We generated three interspecific C. grandiflora x C. rubella F1s by crossing two accessions of the selfer C. rubella with three different accessions of the outcrosser C. grandiflora, from different populations (S12 Table). All crosses had C. grandiflora as the seed parent and C. rubella as the pollen donor, as no viable seeds were obtained from reciprocal crosses [47]. Seeds from F1s and their C. rubella parental lines were surface-sterilized and germinated on 0.5 x Murashige-Skoog medium. We transferred one-week old seedlings to soil in pots that were placed in randomized order in a growth chamber (16 h light: 8 h dark; 20° C: 14° C). After four weeks, but prior to bolting, we sampled young leaves for RNA sequencing. Mixed-stage flower buds were sampled 3 weeks later, when all F1s were flowering. To assess data reliability, we collected three separate samples of leaves and flower buds from one F1 individual, and three biological replicates of one C. rubella parental line. For genomic DNA extraction, we sampled leaves from all three F1 individuals as well as from their C. rubella parents. For small RNA sequencing, we germinated six F2 offspring from one of our F1 individuals and sampled flower buds as described above.

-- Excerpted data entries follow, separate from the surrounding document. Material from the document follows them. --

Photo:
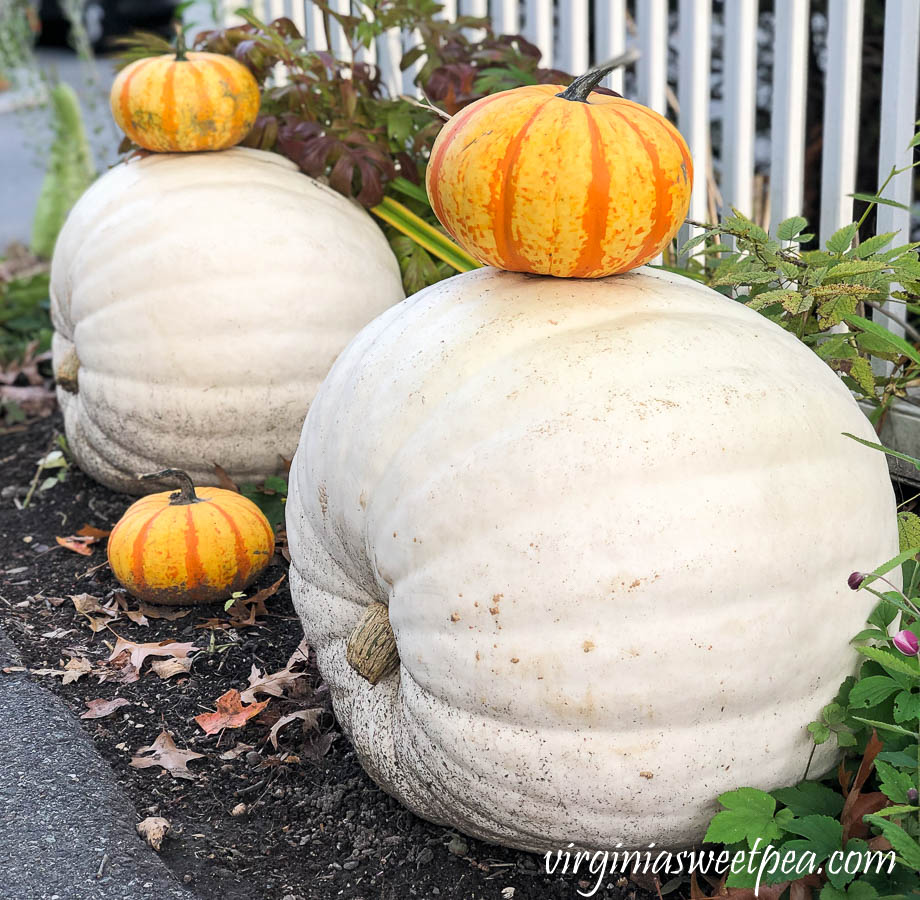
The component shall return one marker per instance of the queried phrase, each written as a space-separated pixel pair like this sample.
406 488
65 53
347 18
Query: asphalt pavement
67 830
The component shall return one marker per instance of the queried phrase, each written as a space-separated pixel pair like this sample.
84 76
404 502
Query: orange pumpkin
186 102
560 181
184 547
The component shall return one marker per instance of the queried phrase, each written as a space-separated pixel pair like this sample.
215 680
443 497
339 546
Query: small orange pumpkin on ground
180 547
557 181
187 102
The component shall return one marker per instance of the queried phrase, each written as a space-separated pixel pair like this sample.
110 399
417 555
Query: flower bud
907 643
856 579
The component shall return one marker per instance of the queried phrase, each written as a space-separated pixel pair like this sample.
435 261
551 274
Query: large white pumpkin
613 522
205 296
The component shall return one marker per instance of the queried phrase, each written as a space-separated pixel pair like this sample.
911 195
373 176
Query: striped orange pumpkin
186 102
559 181
182 547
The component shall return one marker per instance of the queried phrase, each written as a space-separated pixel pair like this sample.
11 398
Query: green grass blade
403 219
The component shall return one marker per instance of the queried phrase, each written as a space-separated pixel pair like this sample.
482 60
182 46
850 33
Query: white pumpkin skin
206 295
613 520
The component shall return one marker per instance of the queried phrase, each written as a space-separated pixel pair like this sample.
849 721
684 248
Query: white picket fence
561 29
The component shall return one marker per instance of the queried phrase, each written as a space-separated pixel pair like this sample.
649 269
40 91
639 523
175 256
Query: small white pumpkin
198 301
612 521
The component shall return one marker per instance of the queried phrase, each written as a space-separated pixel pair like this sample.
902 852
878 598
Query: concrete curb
67 830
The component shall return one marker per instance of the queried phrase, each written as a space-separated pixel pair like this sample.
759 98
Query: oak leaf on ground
164 752
273 684
76 668
230 713
309 717
139 652
153 829
99 709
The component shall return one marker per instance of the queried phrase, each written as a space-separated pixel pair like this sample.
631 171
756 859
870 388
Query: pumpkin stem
186 494
180 44
580 88
371 649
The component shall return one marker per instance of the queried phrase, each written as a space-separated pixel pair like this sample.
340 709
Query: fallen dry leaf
139 652
237 751
301 655
87 603
170 613
135 615
273 684
166 668
309 717
245 610
81 545
224 480
164 752
76 668
153 829
99 709
230 713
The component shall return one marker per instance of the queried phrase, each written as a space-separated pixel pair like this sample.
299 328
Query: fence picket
652 67
739 85
506 16
790 83
538 28
610 37
841 114
694 36
899 104
563 30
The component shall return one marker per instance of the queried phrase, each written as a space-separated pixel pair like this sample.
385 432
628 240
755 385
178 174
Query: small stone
458 846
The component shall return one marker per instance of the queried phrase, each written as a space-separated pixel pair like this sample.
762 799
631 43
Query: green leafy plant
69 173
825 297
871 802
336 119
270 497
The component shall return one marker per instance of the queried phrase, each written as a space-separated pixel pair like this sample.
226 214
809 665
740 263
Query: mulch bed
314 824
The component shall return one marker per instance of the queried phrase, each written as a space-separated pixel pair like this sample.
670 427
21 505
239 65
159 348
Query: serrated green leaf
906 707
867 634
874 198
908 530
834 310
841 239
860 370
890 662
834 714
748 815
884 726
858 267
789 228
893 783
845 739
810 798
907 849
869 692
823 833
873 244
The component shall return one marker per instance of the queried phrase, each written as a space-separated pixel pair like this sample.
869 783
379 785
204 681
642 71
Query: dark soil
314 824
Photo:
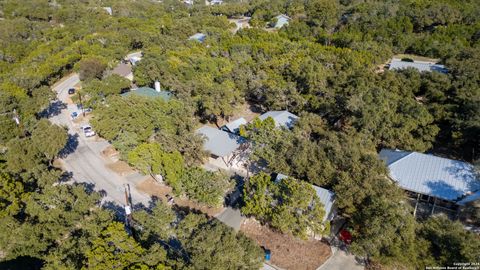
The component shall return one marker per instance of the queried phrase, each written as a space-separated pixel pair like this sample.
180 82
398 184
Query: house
108 10
327 198
200 37
240 23
281 20
124 70
221 145
134 58
421 66
443 184
281 118
234 126
149 93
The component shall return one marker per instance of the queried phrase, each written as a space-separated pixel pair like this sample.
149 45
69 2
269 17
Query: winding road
85 161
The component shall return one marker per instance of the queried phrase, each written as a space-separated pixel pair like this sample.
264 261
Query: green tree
150 159
449 241
215 246
257 200
290 206
50 139
204 186
114 248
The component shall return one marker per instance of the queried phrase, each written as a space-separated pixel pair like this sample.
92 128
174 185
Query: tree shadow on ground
71 146
23 262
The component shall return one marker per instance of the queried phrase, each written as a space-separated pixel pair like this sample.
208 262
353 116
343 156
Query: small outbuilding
221 144
281 20
421 66
149 93
124 70
200 37
234 126
282 118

Sample Preparation and Sequencing

We extracted total RNA for whole transcriptome sequencing with the RNEasy Plant Mini Kit (Qiagen, Hilden, Germany), according to the manufacturer’s instructions. For small RNA sequencing, we extracted total RNA using the mirVana kit (Life Technologies). For whole genome sequencing, we used a modified CTAB DNA extraction [59] to obtain predominantly nuclear DNA. RNA sequencing libraries were prepared using the TruSeq RNA v2 protocol (Illumina, San Diego, CA, USA). DNA sequencing libraries were prepared using the TruSeq DNA v2 protocol. Sequencing was performed on an Illumina HiSeq 2000 instrument (Illumina, San Diego, CA, USA) to gain 100bp paired end reads, except for small RNA samples for which single end 50 bp reads were obtained. Sequencing was done at the Uppsala SNP & SEQ Technology Platform, Uppsala University, except for accession C. rubella Cr39.1 where genomic DNA sequencing was done at the Max Planck Institute of Developmental Biology, Tübingen. In total, we obtained 93.9 Gbp (Q≥30) of RNAseq data, with an average of 9.3 Gbp per sample. In addition we obtained 45.6 Gbp (Q≥30) of DNAseq data, corresponding to a mean expected coverage per individual of 52x, and 106,110,000 high-quality (Q≥30) 50 bp small RNA reads. All sequence data has been submitted to the European Bioinformatics Institute (www.ebi.ac.uk), with study accession number: PRJEB9020.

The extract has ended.